Story by Jenny McGarvey, Alliance for the Chesapeake Bay; videos courtesy of the Virginia Department of Forestry

The Virginia Urban Wood Group (the Group) is a state-wide effort spearheaded by the Virginia Department of Forestry (VDOF) in partnership with the Virginia Cooperative Extension and the Virginia Urban Forest Council. Group members include municipalities, private-sector urban wood businesses, researchers from Virginia Tech, as well as representatives from the primary partners. The group formed in 2017 in collaboration between the VDOF’s Marketing and Utilization office and Urban and Community Forestry Program. 

When localities remove urban trees due to storm damage, pest outbreak, development, or for other reasons, they traditionally turn the wood into firewood or mulch, or take it to the landfill. There is an opportunity for a higher use of some of the wood to create alternative products such as boards, furniture, and artisan crafts.

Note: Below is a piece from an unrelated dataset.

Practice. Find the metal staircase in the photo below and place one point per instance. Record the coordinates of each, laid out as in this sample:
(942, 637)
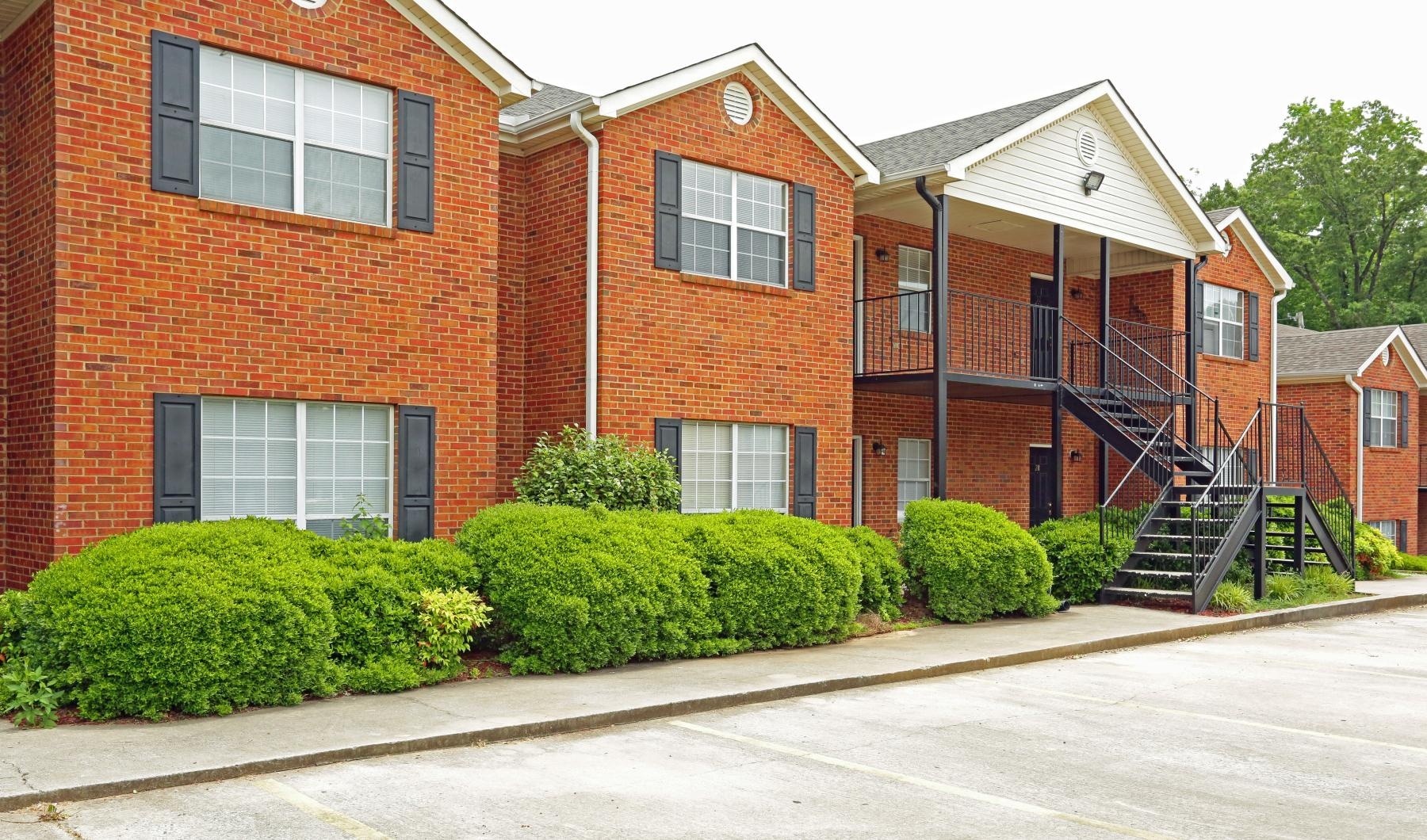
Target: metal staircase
(1192, 498)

The Virginia Urban Wood Group seeks to promote greater urban wood use across the Commonwealth through improved marketing and utilization, and to aid communities in planning and managing for their urban forest “from-cradle-to-cradle.” 

Existing Efforts

The Virginia Urban Wood Group has hosted several urban wood trainings and meetings throughout the state and produced multiple resources since their founding. Events include the Mid-Atlantic Urban Wood Forum: “Applied Practices in Utilization” held in Richmond on August 2017. The agenda and presentations are available on their website. They also criss-cross the Commonwealth hosting urban wood business development workshops to help foster information exchange and develop a network among businesses that operate along the urban wood products spectrum. Prior workshop locations include the Richmond-based Hardywood Park Craft Brewery West Creek Campus and Harrisonburg.

In 2018, the Virginia Urban Wood Group launched the Urban and Small Woodlot Forestry Business Directory, built with funds from the US Forest Service Southern Region and the Virginia Department of Forestry. This interactive tool offers a searchable list of businesses with a variety of services to help communities and small-acreage landowners to manage and utilize their trees. 

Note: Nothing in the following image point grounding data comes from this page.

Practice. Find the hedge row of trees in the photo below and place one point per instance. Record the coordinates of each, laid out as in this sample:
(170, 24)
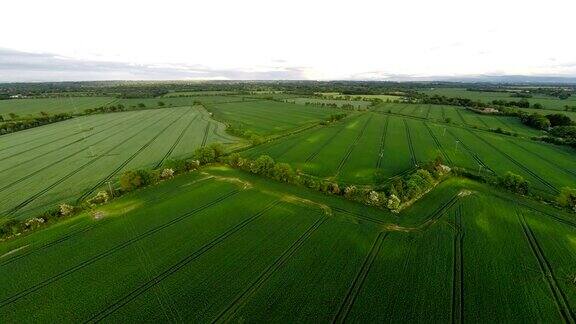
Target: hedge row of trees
(18, 125)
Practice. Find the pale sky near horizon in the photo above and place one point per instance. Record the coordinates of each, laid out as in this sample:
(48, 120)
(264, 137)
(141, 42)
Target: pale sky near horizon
(302, 39)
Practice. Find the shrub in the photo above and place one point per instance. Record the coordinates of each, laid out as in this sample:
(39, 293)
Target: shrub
(66, 209)
(514, 183)
(567, 198)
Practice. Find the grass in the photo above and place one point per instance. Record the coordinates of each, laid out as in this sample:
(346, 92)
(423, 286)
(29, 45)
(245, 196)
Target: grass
(64, 161)
(254, 250)
(33, 107)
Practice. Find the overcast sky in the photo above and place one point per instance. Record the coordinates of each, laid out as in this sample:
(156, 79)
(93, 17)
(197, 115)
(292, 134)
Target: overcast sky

In 2019, they produced two videos highlighting success stories of urban wood utilization in the cities of Harrisonburg and Roanoke. The videos tell the story of each community’s urban wood utilization program and highlights how from start to finish, the wood product never leaves the community. The Group hopes the videos help Harrisonburg and Roanoke further embrace their urban wood programs, and early signs signal their success. For example, the city of Harrisonburg prominently displays their urban wood program on their website

 

Ongoing and Future Efforts

The city of Harrisonburg and town of Woodstock both have urban wood use plans. These plans, developed with assistance from VDOF, lay out a holistic strategy for incorporating urban wood into future planning efforts and are an appendix to their existing urban forest management plans. As a next step, VDOF is developing a template urban wood use plan that other localities may adapt for their urban forestry program. The VDOF Marketing and Utilization office and Urban and Community Forestry Program also are helping VDOF field staff to become oriented on creating such a plan.

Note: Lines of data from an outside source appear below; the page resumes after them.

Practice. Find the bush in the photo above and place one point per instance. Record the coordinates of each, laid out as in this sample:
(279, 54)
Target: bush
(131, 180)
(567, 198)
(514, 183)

The Group is set to train the next generation of Virginia foresters, as well. They hosted an urban wood business development workshop in Fairfield, Virginia and invited natural resources students from the local Dabney S. Lancaster Community College to participate. In October 2019, the Group plans to repeat this approach by hosting a workshop in Blacksburg and will invite current students in the Virginia Tech Forest Products course to attend.

VDOF is sharing their statewide approach to promoting urban wood usage at the regional and national level. The October 2019 Mid-Atlantic Chapter of the International Society of Arboriculture in Blacksburg will include an urban wood track to help arborists think through alternative use and how the wood can be utilized internally for products such as biochar. Joe Lehnen, Forest Utilization & Marketing Specialist at VDOF, is developing the track for the meeting. Lara Johnson, Urban & Community Forestry Partnership Coordinator at VDOF, will present on their work at the Partners in Community Forest Conference in November 2019.  

Measure of Success

The Group marks its greatest successes in the new and flourishing partnerships and collaborations that their efforts have helped generate. Each new workshop seems to lead to another business opportunity. Each of these small steps are fundamental to building the urban wood economy.